Back to my energy session. My friend asked if my baby had a message for me. We found the message was in the Emotions and Essential Oils book under Holiday Peace. The message was "Holiday Peace... reminds that there are seasons and cycles for all living things." I remember feeling my energy shift. Our brains can think and process extremely quickly. I remember thinking uh-oh. And then my mind said I am fine, I have carried 3 healthy children, nothing is wrong. Then I had a flash back of me talking to a woman one day at lunch who was pregnant with triplets and lost one during pregnancy and she said that the spirit goes straight up when it leaves the body. Then I imagined how that would feel. All this took place in a matter of seconds and I snapped back into the present moment and pushed it all away and thought I'm fine. 

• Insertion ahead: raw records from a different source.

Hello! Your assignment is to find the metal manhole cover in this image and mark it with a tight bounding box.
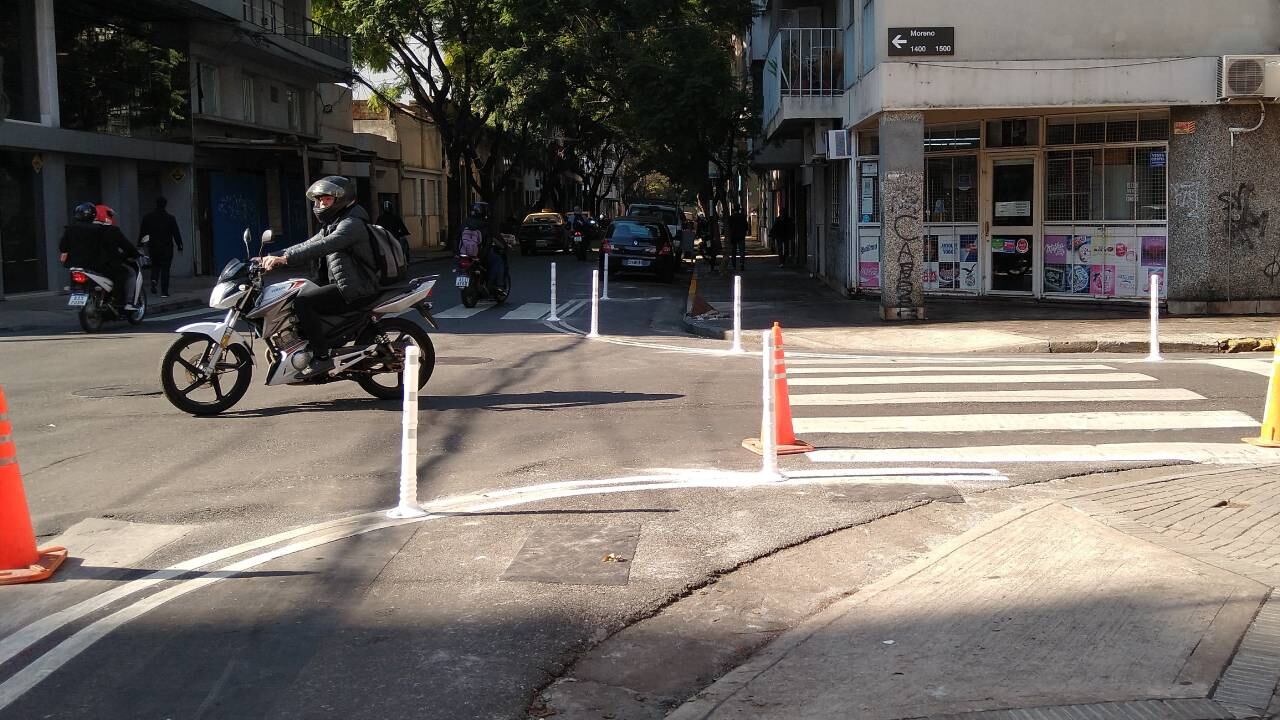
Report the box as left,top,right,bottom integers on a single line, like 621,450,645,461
435,355,493,365
72,386,160,398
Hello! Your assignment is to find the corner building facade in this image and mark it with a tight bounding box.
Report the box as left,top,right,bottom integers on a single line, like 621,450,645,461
750,0,1280,313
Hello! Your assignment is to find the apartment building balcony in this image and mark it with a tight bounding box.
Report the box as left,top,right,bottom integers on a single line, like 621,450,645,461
241,0,351,65
763,28,845,138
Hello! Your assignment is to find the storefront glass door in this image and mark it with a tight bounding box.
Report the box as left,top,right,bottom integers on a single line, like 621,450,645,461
983,155,1041,295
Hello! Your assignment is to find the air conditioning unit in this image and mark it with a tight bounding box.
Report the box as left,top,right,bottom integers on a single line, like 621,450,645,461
827,129,854,160
1217,55,1280,99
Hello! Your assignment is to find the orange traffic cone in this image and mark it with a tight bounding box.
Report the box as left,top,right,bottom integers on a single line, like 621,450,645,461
1244,338,1280,447
742,323,813,455
0,387,67,585
685,272,716,318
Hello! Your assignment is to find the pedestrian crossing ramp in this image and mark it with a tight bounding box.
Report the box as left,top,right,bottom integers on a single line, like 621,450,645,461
787,354,1280,471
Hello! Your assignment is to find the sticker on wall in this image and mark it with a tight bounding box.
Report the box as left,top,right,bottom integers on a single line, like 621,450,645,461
1089,265,1116,296
1044,265,1071,292
1142,236,1169,268
858,263,879,288
1044,234,1071,265
1071,265,1091,293
1071,234,1093,265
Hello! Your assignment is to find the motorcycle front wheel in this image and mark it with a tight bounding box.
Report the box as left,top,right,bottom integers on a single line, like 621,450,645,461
79,295,102,333
160,333,253,415
356,318,435,400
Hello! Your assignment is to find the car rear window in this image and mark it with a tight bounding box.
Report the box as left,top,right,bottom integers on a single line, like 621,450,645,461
627,206,680,225
609,223,658,240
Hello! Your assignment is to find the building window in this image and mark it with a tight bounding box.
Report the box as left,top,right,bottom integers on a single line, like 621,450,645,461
0,0,40,123
241,74,257,123
51,0,191,140
858,0,877,76
987,118,1039,147
196,63,221,115
924,155,978,223
284,87,302,129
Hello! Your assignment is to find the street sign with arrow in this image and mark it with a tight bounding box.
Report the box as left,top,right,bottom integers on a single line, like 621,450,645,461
888,27,956,58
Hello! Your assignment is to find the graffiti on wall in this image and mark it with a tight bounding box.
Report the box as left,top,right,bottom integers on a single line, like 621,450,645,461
1217,182,1280,283
893,204,920,307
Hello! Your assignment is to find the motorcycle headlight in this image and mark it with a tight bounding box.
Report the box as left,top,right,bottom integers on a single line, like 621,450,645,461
209,281,239,307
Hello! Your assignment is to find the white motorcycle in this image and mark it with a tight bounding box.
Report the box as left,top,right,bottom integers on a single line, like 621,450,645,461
160,231,439,415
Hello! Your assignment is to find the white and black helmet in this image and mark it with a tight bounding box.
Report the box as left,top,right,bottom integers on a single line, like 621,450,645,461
307,176,356,225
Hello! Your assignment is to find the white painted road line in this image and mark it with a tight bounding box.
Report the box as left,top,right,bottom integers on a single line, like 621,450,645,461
787,373,1156,386
795,410,1258,434
1201,360,1271,378
502,302,552,320
805,442,1280,465
791,388,1204,407
434,302,494,320
787,364,1115,375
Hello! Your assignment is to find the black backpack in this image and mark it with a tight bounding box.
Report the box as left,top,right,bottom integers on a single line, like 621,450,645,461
365,223,408,286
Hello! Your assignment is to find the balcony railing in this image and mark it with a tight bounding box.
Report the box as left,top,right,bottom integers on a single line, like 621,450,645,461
242,0,351,63
769,28,845,97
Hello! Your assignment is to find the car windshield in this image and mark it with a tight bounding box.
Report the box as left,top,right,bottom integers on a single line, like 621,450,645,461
609,223,659,242
627,205,680,225
525,213,564,225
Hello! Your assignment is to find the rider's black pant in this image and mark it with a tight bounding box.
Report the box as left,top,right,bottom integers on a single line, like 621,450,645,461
293,284,351,355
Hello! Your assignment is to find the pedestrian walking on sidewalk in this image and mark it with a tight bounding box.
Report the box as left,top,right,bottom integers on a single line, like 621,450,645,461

I don't know why, maybe hormones, but you have crazy thoughts when you are pregnant. You are always worried that you haven't felt the baby move or something could be wrong. So I thought what happened above was natural and pushed it away thinking it was just irrational, crazy pregnant woman thoughts. I found out through muscle testing weeks later, that my baby had actually passed away before he gave me that message. So my spirit knew what had happened and was feeling disconnected to my baby. Insert a whole wave of emotions as I type this all out. 

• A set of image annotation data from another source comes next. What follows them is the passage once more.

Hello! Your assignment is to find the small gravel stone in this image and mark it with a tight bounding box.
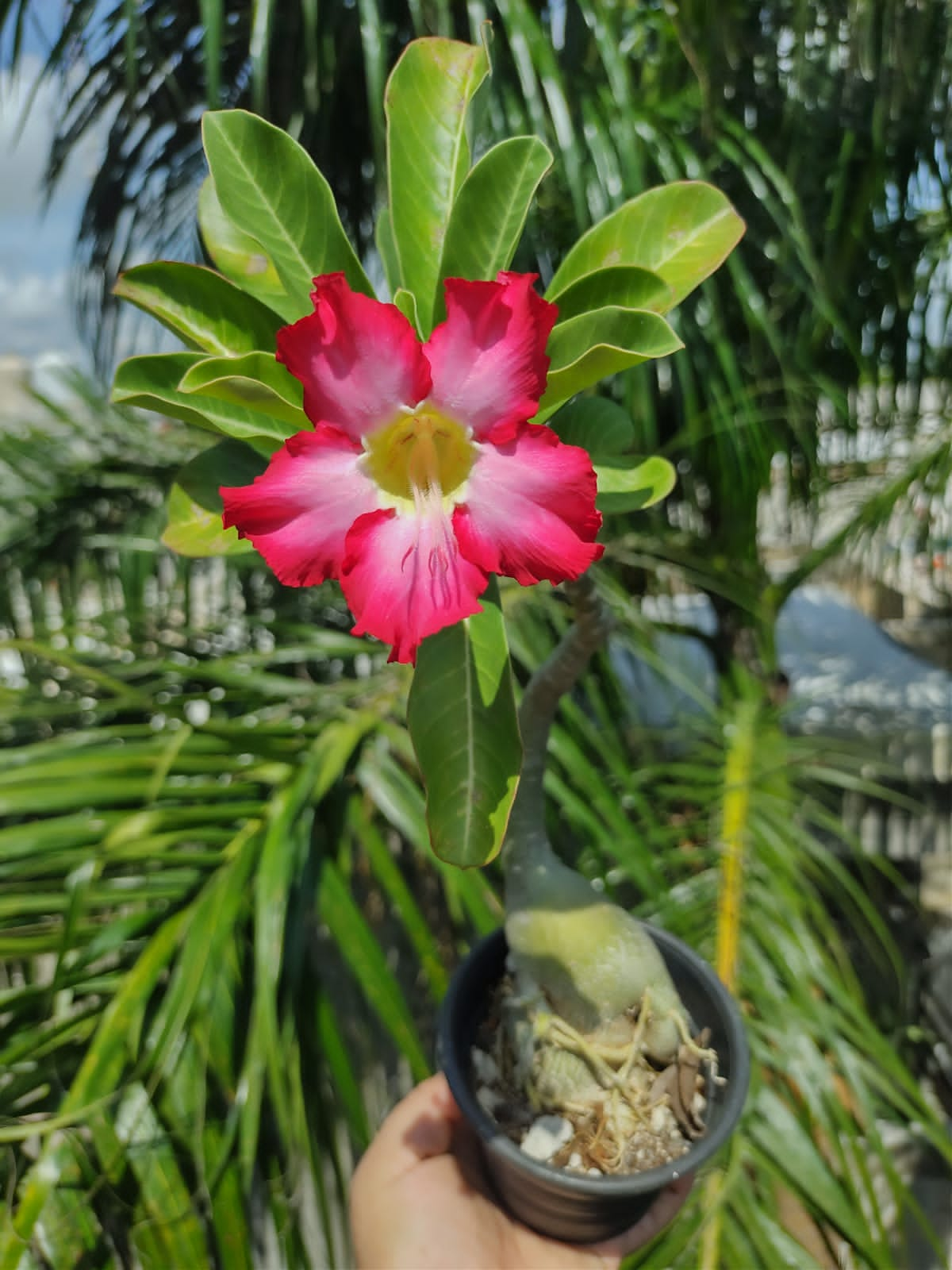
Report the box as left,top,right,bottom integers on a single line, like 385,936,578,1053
520,1115,574,1160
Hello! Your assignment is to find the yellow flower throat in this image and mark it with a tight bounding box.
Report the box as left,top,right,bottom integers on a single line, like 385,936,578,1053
363,408,476,503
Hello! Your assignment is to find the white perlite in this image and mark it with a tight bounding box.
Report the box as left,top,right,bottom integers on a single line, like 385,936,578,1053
520,1115,574,1160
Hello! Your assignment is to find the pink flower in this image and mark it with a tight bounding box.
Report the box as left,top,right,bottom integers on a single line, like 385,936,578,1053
221,273,601,662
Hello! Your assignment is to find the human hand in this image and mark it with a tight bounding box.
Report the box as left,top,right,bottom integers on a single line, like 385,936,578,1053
351,1076,693,1270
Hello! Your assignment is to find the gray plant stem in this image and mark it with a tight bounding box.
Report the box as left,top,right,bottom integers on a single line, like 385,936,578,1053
503,574,609,876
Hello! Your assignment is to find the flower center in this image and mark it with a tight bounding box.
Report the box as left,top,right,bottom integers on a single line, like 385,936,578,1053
363,405,476,500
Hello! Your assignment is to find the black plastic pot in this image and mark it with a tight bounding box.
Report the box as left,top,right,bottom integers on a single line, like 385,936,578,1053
438,925,750,1243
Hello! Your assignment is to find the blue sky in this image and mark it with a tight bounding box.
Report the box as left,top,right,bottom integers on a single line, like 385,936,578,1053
0,0,100,360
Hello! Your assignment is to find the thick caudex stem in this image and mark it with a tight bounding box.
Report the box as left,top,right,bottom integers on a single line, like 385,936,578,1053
503,576,684,1105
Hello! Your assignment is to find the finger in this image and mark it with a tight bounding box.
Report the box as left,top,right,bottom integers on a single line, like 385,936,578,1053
592,1173,694,1260
360,1073,461,1179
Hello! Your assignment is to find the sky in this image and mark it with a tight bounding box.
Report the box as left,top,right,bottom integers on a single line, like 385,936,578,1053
0,46,100,360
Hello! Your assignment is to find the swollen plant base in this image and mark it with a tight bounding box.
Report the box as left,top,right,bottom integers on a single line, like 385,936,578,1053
436,927,750,1243
471,957,725,1177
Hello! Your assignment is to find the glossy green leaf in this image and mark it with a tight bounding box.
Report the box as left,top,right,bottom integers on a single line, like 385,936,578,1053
436,137,552,293
595,455,678,514
536,309,684,423
408,584,522,868
113,260,282,356
202,110,373,319
198,176,287,305
163,485,254,559
385,40,489,337
546,180,744,305
112,353,294,441
550,396,635,459
179,353,301,432
548,265,674,321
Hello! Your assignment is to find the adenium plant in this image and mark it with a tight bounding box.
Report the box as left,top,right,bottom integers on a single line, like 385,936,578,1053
114,40,743,1168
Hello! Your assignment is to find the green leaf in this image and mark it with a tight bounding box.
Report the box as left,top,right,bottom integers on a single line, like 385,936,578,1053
179,353,301,432
747,1087,878,1261
112,353,296,441
319,860,429,1081
546,180,744,312
202,110,373,319
163,485,254,559
548,265,674,321
408,583,522,868
436,137,552,292
175,438,268,516
385,40,489,337
550,396,635,459
595,455,678,516
198,176,287,305
536,309,684,423
113,260,282,354
0,912,186,1270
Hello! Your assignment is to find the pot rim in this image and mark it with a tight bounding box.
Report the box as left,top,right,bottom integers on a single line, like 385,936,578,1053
440,922,750,1196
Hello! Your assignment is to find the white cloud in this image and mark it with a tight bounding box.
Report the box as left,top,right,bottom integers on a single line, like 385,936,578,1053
0,269,80,360
0,56,111,360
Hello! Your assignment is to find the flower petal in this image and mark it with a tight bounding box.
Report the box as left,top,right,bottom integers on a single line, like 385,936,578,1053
220,424,377,587
277,273,430,441
423,273,559,440
453,423,605,587
340,508,487,662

How interesting that the message from my baby was under Holiday Peace. We were going to announce we were expecting on Thanksgiving. I found out on November 15th that my baby had no heartbeat. I delivered him over 3 weeks later on December 7th. Right in the middle of two holidays. If you read the whole page on Holiday Peace, it is the oil of contemplation. It talks a lot about  reflecting on wisdom gained from the past and on generational healing. Something I have been working on through energy work since May. I occasionally will feel my ancestors near who need work done. Holiday Peace "...offers reassurance to the individual being called as the living link to heal the family line for past and future generations and encourages them to make peace within and without." I am that living link.

Friday, December 13, 2019

My Angel on a Tree

I'm learning so much through this trial. I attended a Share Parent meeting at Logan Regional Hospital last night. I had no idea a support group even existed until my friend told me about it. At the beginning you go around and share who you are and about your children on both sides of the veil. You can share as much or as little as you want. It was eye opening to see how many miscarriages women have had. Some had lost up to 4 children due to miscarriages. My heart goes out to them. We got to color an angel for each of our losses and hang it on the angel tree that sits in the lobby of the Women's Center. My heart sunk as I saw a line to write a name and a death date. I don't like the word death. It also reminded me that I still haven't chosen a name for my little one yet. It has been on my mind. My little angel is near the top and looking out the window.  




Share Parents is a group who help women at the hospital who have just given birth to a baby who has previously passed on. They are the ones who come in and take photos of your baby and make little molds of their hands and feet. They often give you a little blanket for your little one. They have been through their own losses and can relate. These are priceless gifts that each mother is given. My friends who have gone through this at the hospital truly cherish these priceless gifts of the molds and photographs. Share Parents has many resources on their website. This website is specific to Utah.

I also found out that there is an option if your baby dies before 20 weeks to have the baby cremated and the ashes placed in a vault in Baby Land in the Logan Cemetery. I had a few friends recently tell me about this. I had no idea that existed. A few women chose to buy burial plots. You can also have your baby buried at the bottom of your burial plot, so you would share the same plot with your baby.

A friend and I were texting the other day and she wrote "A loss is a loss." So often we compare, but she is right, a loss is a loss. May we always be kind to others and love them unconditionally as they navigate this life. We were not sent here to judge one another, but to lift, encourage, and strengthen one another.